Zhang et al. found that miR-124 in patients with PAH was significantly down-regulated with down expression in PASMCs. Also, reduced miR-124 levels in patients with PAH and experimental PH models led to upregulation of polypyrimidine tract–binding protein 1 “PTBP1” by a high proliferative and migratory phenotype. [24].

One of the molecules of the family of transforming growth factor “TGF-β” is endoglin which is a membrane co-receptor. It is involved in vascular development, homeostasis, repair and disease and predominantly expressed by endothelial cells [25].

In our study, we found that expression of endoglin was increased in patients with group 1 PH with a highly significant difference between group 1 PH as compared to group 2 PH and control (P < 0.001) and a significant difference between group and group 3 PH (P = 0.011). Also, we found that a cutoff predictive value endoglin (≥ 1.5 ng/ml) has 93.3% sensitivity, 95% specificity, 96.6% positive predictive value and 90.5% negative predictive value with AUC (0.94), so endoglin might be used as a good biomarker for early diagnosis of group 1 PH and also to differentiate group 1 PH from group 2 and 3 PH.

There is high expression of endoglin in PAH lungs especially in the microvascular endothelial as compared to the lungs of control, and the intensity of expression was more in the sites of dysregulated angiogenesis called plexiform lesion in PAH. The increased concentration of endoglin in blood leads to endothelial dysfunction and proliferation.
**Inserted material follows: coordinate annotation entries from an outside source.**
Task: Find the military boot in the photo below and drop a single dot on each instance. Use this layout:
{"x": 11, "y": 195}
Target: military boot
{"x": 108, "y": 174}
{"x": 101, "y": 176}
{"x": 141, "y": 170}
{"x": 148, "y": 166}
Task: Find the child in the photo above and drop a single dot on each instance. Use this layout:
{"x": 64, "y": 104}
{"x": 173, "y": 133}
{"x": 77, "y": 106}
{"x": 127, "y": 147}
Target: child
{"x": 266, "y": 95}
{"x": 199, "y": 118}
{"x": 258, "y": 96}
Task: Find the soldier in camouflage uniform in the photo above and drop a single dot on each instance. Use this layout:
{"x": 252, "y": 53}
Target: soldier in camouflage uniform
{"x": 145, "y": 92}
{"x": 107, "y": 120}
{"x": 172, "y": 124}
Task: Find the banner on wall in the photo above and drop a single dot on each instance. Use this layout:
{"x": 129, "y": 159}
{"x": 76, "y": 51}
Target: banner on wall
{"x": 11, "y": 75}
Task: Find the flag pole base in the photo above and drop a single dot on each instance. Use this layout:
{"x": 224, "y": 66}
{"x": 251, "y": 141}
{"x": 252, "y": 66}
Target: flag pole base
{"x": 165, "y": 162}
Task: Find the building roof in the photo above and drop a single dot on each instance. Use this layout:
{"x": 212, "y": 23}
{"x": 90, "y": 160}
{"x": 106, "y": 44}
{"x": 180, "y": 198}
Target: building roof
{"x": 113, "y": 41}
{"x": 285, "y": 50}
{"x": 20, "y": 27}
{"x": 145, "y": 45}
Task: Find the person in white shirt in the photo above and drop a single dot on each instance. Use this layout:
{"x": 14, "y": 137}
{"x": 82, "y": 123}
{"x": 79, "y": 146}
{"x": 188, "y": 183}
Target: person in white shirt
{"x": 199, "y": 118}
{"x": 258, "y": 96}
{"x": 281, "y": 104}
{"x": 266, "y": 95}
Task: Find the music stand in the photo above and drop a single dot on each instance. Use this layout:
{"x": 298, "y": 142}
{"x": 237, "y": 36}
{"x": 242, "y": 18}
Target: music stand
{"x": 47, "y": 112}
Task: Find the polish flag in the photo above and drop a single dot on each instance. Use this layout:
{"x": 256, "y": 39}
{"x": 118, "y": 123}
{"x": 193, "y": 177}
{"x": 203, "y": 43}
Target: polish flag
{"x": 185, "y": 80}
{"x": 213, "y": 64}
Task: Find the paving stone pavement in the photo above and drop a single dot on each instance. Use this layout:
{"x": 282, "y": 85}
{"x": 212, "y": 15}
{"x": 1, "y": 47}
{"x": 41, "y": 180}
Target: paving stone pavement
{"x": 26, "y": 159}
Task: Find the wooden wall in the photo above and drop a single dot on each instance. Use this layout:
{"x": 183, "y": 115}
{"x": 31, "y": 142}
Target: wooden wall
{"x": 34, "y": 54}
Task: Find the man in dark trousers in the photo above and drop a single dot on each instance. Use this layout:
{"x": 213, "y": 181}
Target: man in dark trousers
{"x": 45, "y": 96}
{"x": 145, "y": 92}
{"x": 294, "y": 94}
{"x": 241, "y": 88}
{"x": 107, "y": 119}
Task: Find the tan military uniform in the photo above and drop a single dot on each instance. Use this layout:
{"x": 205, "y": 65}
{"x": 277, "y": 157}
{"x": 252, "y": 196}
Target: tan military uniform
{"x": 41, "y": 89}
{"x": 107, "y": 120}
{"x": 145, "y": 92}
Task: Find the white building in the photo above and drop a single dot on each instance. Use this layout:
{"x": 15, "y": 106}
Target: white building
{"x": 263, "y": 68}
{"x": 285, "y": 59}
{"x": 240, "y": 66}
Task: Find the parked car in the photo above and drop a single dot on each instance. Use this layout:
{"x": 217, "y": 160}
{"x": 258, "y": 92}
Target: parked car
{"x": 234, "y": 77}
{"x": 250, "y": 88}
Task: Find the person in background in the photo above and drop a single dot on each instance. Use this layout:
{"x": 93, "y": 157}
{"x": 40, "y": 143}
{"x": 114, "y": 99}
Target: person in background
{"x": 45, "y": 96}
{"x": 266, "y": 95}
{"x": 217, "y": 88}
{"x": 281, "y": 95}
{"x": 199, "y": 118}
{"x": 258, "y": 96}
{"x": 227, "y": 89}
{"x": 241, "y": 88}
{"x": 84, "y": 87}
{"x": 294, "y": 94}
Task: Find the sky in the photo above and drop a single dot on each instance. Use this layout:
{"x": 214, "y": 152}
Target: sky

Endoglin is released from the sites of active remodeling by activation of activation of matrix metalloproteinase-14 “MMP-14” [13]. Expression of endoglin on vesicular endothelial cells is considered as an ancillary receptors for many super family ligand TGF as BMPR2 and serve as to modulate both BMPR2 and TGF-lysical association with activin like kinase receptor 1 “ACTLR-1” gene product [26]. Increased level of endoglin and the occurrence of PAH were due to highly oxidative stress in hereditary hemorrhagic telangiectasia [27]. Endoglin regulates activation and vasomotor tone of endothelial nitric oxide synthase “NOS” through binding with it [28].

In a study performed by Mohammed Noori Al-Dujaili et al., he reported that when comparing PAH patients with healthy subjects regarding endoglin levels, there was a significant difference between the 2 groups [29].

Also, the clinical study of Coral et al. found that the endothelial cells enriched high affinity TGF- receptor with upregulation of endoglin which led to vasculopathy in PAH [30].

In our study we found that levels of ADMA were elevated in group 1 PH with a highly significant difference (P < 0.001) between it and control however there was no significant difference between group 1 PH as compared to group 2 and 3 PH so it failed to differentiate between group 1, 2 and 3 PH.

One of the most important endothelium-derived vasoactive substances is NO which has a vital role in regulating vascular homeostasis and local vasomotor tone. Endothelial dysfunction occurred due to deceased levels of NO. NO is synthesized from L-arginine through the action of NOS. ADMA is an endogenous competitive inhibitor of NOS which blocks the action of NOS and considered a novel biomarker in various diseases such as hypercholesterolemia, coronary artery disease [31], peripheral arterial disease [32], chronic heart failure [33] and PH [34].

Inflammation, collagen deposition, oxidative stress and altered lung function were associated with increasing levels of ADMA. Also, there is a direct association between ADMA levels and obstructive lung diseases [35, 36].

In a study done by Juan Liu et al., he reported that elevated ADMA levels are associated with the presence and severity of PAH in connective tissue disease “CTD” patients, and levels of ADMA in the serum might be used as a valuable biomarker for early diagnosis of CTD-PAH patients [37].